On the note of rampaging monsters, the final film is from Joon-ho bong, director of "The Host", called "Shaking Tokyo" about a hermit or hikikomori as they are a called in the land of the rising sun. A man has not left his house in ten years, having only human contact in weekly visits from a pizza man, whome he never looks in the face, has his delicate life josteled when an earthquake renders an attractive pizza-girl unconcious, and he is forced into direct contact. Eventually he resolves to leave his house to find her again, only to discover, or for us to discover the world is not as we remember it. Its an painfully funny but true idea (like Mike Judge's Idiocracy), that in the future, the final frontier of a technological society will become actual face to face interactions between human biengs.
Any of these stories would feel at home in an issue of Mome or a Haruki Marukami book of short stories, they are vibrant, whimsicle, modern fantasy, that are almost so universal in their simplicity they could be told anywhere.

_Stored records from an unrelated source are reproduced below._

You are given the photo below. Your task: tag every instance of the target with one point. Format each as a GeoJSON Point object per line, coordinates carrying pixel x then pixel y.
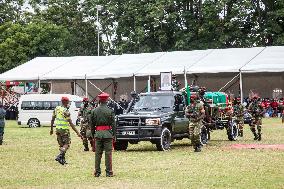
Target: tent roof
{"type": "Point", "coordinates": [257, 59]}
{"type": "Point", "coordinates": [79, 66]}
{"type": "Point", "coordinates": [271, 59]}
{"type": "Point", "coordinates": [225, 60]}
{"type": "Point", "coordinates": [125, 65]}
{"type": "Point", "coordinates": [176, 62]}
{"type": "Point", "coordinates": [35, 68]}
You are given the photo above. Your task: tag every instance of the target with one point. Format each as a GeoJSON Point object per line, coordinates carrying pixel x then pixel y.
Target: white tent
{"type": "Point", "coordinates": [234, 60]}
{"type": "Point", "coordinates": [79, 66]}
{"type": "Point", "coordinates": [35, 68]}
{"type": "Point", "coordinates": [225, 60]}
{"type": "Point", "coordinates": [125, 66]}
{"type": "Point", "coordinates": [271, 59]}
{"type": "Point", "coordinates": [175, 62]}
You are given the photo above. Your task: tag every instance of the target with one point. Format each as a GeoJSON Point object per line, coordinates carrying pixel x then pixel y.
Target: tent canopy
{"type": "Point", "coordinates": [125, 66]}
{"type": "Point", "coordinates": [233, 60]}
{"type": "Point", "coordinates": [271, 59]}
{"type": "Point", "coordinates": [79, 66]}
{"type": "Point", "coordinates": [35, 68]}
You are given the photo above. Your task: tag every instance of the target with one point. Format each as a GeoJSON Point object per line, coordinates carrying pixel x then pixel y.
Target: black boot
{"type": "Point", "coordinates": [61, 158]}
{"type": "Point", "coordinates": [259, 136]}
{"type": "Point", "coordinates": [109, 174]}
{"type": "Point", "coordinates": [86, 147]}
{"type": "Point", "coordinates": [96, 174]}
{"type": "Point", "coordinates": [241, 134]}
{"type": "Point", "coordinates": [197, 148]}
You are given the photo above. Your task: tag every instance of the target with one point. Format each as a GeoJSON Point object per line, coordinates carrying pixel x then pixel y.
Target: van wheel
{"type": "Point", "coordinates": [164, 143]}
{"type": "Point", "coordinates": [232, 131]}
{"type": "Point", "coordinates": [120, 145]}
{"type": "Point", "coordinates": [204, 136]}
{"type": "Point", "coordinates": [33, 123]}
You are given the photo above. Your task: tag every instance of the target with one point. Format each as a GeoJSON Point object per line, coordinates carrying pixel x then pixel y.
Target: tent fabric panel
{"type": "Point", "coordinates": [125, 65]}
{"type": "Point", "coordinates": [79, 66]}
{"type": "Point", "coordinates": [270, 60]}
{"type": "Point", "coordinates": [175, 62]}
{"type": "Point", "coordinates": [225, 60]}
{"type": "Point", "coordinates": [35, 68]}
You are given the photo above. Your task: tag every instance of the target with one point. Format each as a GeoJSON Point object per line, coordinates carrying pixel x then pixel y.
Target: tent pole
{"type": "Point", "coordinates": [149, 84]}
{"type": "Point", "coordinates": [134, 82]}
{"type": "Point", "coordinates": [241, 86]}
{"type": "Point", "coordinates": [74, 88]}
{"type": "Point", "coordinates": [185, 78]}
{"type": "Point", "coordinates": [50, 87]}
{"type": "Point", "coordinates": [86, 85]}
{"type": "Point", "coordinates": [38, 89]}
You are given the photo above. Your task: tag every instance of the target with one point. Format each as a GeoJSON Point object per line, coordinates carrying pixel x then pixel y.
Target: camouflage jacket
{"type": "Point", "coordinates": [102, 116]}
{"type": "Point", "coordinates": [85, 113]}
{"type": "Point", "coordinates": [239, 110]}
{"type": "Point", "coordinates": [256, 109]}
{"type": "Point", "coordinates": [193, 111]}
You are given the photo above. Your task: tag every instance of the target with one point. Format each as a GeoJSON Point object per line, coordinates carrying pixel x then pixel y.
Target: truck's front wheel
{"type": "Point", "coordinates": [120, 145]}
{"type": "Point", "coordinates": [164, 143]}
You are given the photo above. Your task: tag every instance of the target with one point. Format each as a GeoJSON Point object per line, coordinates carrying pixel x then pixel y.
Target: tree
{"type": "Point", "coordinates": [20, 43]}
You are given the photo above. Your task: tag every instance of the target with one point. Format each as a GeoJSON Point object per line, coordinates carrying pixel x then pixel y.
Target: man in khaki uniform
{"type": "Point", "coordinates": [257, 112]}
{"type": "Point", "coordinates": [196, 113]}
{"type": "Point", "coordinates": [61, 117]}
{"type": "Point", "coordinates": [85, 130]}
{"type": "Point", "coordinates": [103, 128]}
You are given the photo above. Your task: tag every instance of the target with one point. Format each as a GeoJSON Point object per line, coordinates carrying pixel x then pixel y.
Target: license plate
{"type": "Point", "coordinates": [128, 133]}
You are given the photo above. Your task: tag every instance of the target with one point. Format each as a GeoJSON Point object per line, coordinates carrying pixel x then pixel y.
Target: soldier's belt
{"type": "Point", "coordinates": [103, 127]}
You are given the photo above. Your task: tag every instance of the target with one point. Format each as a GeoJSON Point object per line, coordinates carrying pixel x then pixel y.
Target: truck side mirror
{"type": "Point", "coordinates": [180, 107]}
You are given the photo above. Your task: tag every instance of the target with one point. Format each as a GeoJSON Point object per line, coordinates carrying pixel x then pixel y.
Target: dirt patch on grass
{"type": "Point", "coordinates": [257, 146]}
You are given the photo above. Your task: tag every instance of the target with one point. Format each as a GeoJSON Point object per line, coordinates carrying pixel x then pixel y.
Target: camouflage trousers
{"type": "Point", "coordinates": [86, 133]}
{"type": "Point", "coordinates": [1, 135]}
{"type": "Point", "coordinates": [104, 144]}
{"type": "Point", "coordinates": [256, 124]}
{"type": "Point", "coordinates": [63, 139]}
{"type": "Point", "coordinates": [240, 121]}
{"type": "Point", "coordinates": [194, 133]}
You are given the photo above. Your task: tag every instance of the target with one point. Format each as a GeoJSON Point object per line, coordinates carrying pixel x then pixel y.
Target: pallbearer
{"type": "Point", "coordinates": [103, 128]}
{"type": "Point", "coordinates": [61, 116]}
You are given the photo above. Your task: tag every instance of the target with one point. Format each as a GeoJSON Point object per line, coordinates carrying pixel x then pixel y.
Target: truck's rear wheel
{"type": "Point", "coordinates": [232, 130]}
{"type": "Point", "coordinates": [204, 136]}
{"type": "Point", "coordinates": [120, 145]}
{"type": "Point", "coordinates": [33, 123]}
{"type": "Point", "coordinates": [164, 143]}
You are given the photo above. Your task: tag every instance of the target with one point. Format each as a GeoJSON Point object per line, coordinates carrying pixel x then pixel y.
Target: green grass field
{"type": "Point", "coordinates": [27, 161]}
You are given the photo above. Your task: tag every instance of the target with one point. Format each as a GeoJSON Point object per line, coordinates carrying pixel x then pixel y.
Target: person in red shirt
{"type": "Point", "coordinates": [274, 106]}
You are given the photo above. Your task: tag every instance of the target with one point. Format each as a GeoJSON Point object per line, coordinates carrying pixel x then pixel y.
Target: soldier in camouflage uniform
{"type": "Point", "coordinates": [175, 83]}
{"type": "Point", "coordinates": [85, 131]}
{"type": "Point", "coordinates": [257, 112]}
{"type": "Point", "coordinates": [62, 119]}
{"type": "Point", "coordinates": [103, 128]}
{"type": "Point", "coordinates": [196, 113]}
{"type": "Point", "coordinates": [2, 122]}
{"type": "Point", "coordinates": [239, 113]}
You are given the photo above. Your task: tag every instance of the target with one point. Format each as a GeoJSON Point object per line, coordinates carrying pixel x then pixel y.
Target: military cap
{"type": "Point", "coordinates": [85, 99]}
{"type": "Point", "coordinates": [64, 98]}
{"type": "Point", "coordinates": [103, 97]}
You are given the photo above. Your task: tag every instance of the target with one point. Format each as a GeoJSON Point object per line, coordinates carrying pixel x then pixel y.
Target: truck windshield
{"type": "Point", "coordinates": [150, 102]}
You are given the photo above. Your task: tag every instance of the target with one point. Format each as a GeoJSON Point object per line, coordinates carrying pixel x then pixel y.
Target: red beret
{"type": "Point", "coordinates": [64, 98]}
{"type": "Point", "coordinates": [103, 97]}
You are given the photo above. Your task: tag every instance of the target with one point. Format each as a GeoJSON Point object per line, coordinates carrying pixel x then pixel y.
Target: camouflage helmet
{"type": "Point", "coordinates": [202, 90]}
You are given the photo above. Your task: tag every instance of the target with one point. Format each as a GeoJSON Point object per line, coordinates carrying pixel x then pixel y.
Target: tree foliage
{"type": "Point", "coordinates": [69, 27]}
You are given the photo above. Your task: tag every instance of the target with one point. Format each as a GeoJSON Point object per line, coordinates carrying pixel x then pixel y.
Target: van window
{"type": "Point", "coordinates": [39, 105]}
{"type": "Point", "coordinates": [78, 104]}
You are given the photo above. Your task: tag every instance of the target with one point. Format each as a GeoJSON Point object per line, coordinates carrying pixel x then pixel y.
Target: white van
{"type": "Point", "coordinates": [36, 110]}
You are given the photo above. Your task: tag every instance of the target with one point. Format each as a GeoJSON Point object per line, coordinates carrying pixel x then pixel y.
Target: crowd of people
{"type": "Point", "coordinates": [273, 107]}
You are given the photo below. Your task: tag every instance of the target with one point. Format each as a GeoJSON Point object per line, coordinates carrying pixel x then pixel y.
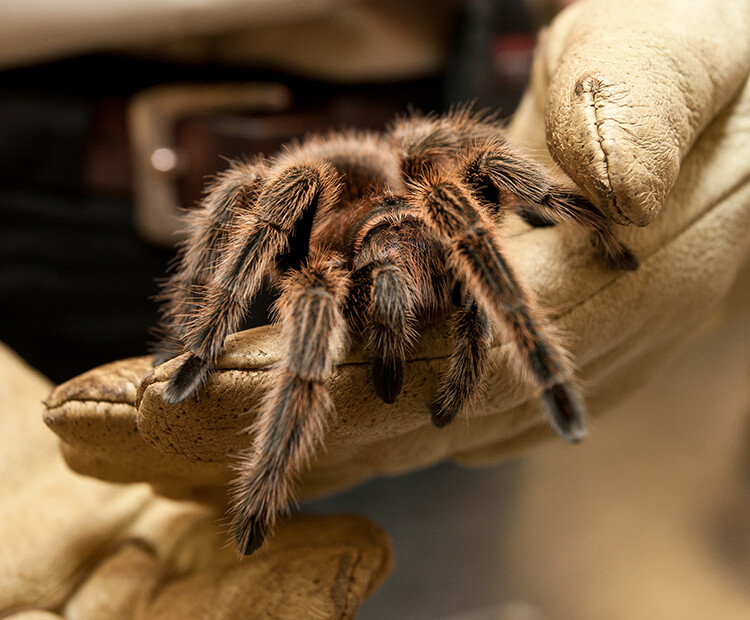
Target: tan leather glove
{"type": "Point", "coordinates": [647, 106]}
{"type": "Point", "coordinates": [83, 549]}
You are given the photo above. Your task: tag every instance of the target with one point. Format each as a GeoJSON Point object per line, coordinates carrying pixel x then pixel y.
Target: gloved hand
{"type": "Point", "coordinates": [72, 547]}
{"type": "Point", "coordinates": [647, 106]}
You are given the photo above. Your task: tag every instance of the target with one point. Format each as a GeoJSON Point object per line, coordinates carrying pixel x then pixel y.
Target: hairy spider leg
{"type": "Point", "coordinates": [256, 239]}
{"type": "Point", "coordinates": [472, 334]}
{"type": "Point", "coordinates": [492, 164]}
{"type": "Point", "coordinates": [292, 418]}
{"type": "Point", "coordinates": [235, 190]}
{"type": "Point", "coordinates": [454, 213]}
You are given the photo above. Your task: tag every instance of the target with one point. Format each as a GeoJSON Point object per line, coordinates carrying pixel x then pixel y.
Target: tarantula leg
{"type": "Point", "coordinates": [234, 191]}
{"type": "Point", "coordinates": [490, 280]}
{"type": "Point", "coordinates": [254, 242]}
{"type": "Point", "coordinates": [545, 202]}
{"type": "Point", "coordinates": [292, 418]}
{"type": "Point", "coordinates": [472, 333]}
{"type": "Point", "coordinates": [391, 328]}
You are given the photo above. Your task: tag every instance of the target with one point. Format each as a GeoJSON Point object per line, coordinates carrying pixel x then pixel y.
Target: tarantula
{"type": "Point", "coordinates": [368, 235]}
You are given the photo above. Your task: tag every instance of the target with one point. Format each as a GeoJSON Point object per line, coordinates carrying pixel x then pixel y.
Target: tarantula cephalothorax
{"type": "Point", "coordinates": [368, 235]}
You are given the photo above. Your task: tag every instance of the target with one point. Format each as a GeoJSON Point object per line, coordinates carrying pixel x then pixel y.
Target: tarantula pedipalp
{"type": "Point", "coordinates": [370, 236]}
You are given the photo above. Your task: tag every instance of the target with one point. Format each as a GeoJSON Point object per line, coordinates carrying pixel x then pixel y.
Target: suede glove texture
{"type": "Point", "coordinates": [77, 548]}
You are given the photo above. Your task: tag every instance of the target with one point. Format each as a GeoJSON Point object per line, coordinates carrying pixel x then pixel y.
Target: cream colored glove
{"type": "Point", "coordinates": [646, 104]}
{"type": "Point", "coordinates": [83, 549]}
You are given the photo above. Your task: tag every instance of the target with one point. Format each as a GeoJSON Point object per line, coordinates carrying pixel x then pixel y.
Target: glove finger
{"type": "Point", "coordinates": [314, 567]}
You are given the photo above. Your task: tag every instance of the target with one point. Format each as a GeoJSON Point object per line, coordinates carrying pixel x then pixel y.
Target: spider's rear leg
{"type": "Point", "coordinates": [280, 219]}
{"type": "Point", "coordinates": [477, 259]}
{"type": "Point", "coordinates": [545, 202]}
{"type": "Point", "coordinates": [293, 415]}
{"type": "Point", "coordinates": [472, 333]}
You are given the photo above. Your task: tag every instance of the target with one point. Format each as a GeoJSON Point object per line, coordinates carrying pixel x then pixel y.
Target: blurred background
{"type": "Point", "coordinates": [112, 118]}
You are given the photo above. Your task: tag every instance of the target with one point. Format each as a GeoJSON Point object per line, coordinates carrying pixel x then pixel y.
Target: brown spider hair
{"type": "Point", "coordinates": [369, 236]}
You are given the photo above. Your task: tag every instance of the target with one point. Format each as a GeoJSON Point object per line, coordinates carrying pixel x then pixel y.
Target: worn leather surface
{"type": "Point", "coordinates": [684, 170]}
{"type": "Point", "coordinates": [78, 548]}
{"type": "Point", "coordinates": [629, 86]}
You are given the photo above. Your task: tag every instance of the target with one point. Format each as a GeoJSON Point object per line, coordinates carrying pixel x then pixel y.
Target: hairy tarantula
{"type": "Point", "coordinates": [368, 235]}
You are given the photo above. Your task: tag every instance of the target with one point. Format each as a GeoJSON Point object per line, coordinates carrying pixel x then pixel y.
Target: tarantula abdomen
{"type": "Point", "coordinates": [390, 232]}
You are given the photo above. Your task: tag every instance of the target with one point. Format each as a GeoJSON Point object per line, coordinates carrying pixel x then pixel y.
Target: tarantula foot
{"type": "Point", "coordinates": [565, 412]}
{"type": "Point", "coordinates": [388, 378]}
{"type": "Point", "coordinates": [249, 533]}
{"type": "Point", "coordinates": [532, 218]}
{"type": "Point", "coordinates": [164, 355]}
{"type": "Point", "coordinates": [190, 376]}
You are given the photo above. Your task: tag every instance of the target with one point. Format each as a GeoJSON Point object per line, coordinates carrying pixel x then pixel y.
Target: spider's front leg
{"type": "Point", "coordinates": [472, 334]}
{"type": "Point", "coordinates": [495, 165]}
{"type": "Point", "coordinates": [292, 417]}
{"type": "Point", "coordinates": [450, 208]}
{"type": "Point", "coordinates": [282, 213]}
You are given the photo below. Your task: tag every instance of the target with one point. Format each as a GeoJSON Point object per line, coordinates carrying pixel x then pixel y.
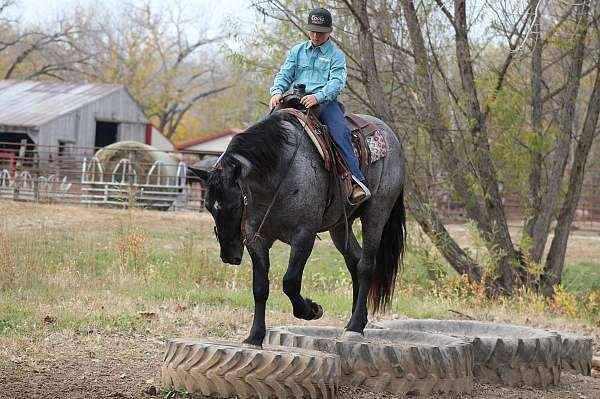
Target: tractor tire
{"type": "Point", "coordinates": [576, 353]}
{"type": "Point", "coordinates": [504, 354]}
{"type": "Point", "coordinates": [225, 370]}
{"type": "Point", "coordinates": [397, 362]}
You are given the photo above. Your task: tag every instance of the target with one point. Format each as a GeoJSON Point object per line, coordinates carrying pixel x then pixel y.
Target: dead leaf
{"type": "Point", "coordinates": [147, 314]}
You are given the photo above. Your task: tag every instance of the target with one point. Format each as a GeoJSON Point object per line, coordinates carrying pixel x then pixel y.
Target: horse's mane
{"type": "Point", "coordinates": [262, 143]}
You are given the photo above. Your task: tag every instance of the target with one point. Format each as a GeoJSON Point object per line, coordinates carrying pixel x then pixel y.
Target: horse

The movie could take place in any city really, with some tweaking, but the stories do resonate specially with Tokyo. It's the best thing Ive seen in a theater this year, I was smiling continuously throughout. Its 2 hours, but it goes by like lightning. Some of the stories may seem slight at first, so entertaining, it cant but be meaningless. But this aint the case, each director bringS something unique to the table, like another underseen triptych of recent, the Atlanta made horror film "The Signal", "Tokyo!'s" directors feel like a band, jamming together more than seperate artists trying to upstage each other, like in something like "Paris Je'Taime".
Funny, charming, dynamic, strange, scincere, absurd, movie making. A place of robots, amphibious mutants, mosterous trolls, magical transformations, and to quote Merde "eyes which look like a womans sex". Two frenchmen and a Korean, re-invent Japan the city which uprades itself more than any other, and we are all the better for it. What a strange bright future we live in.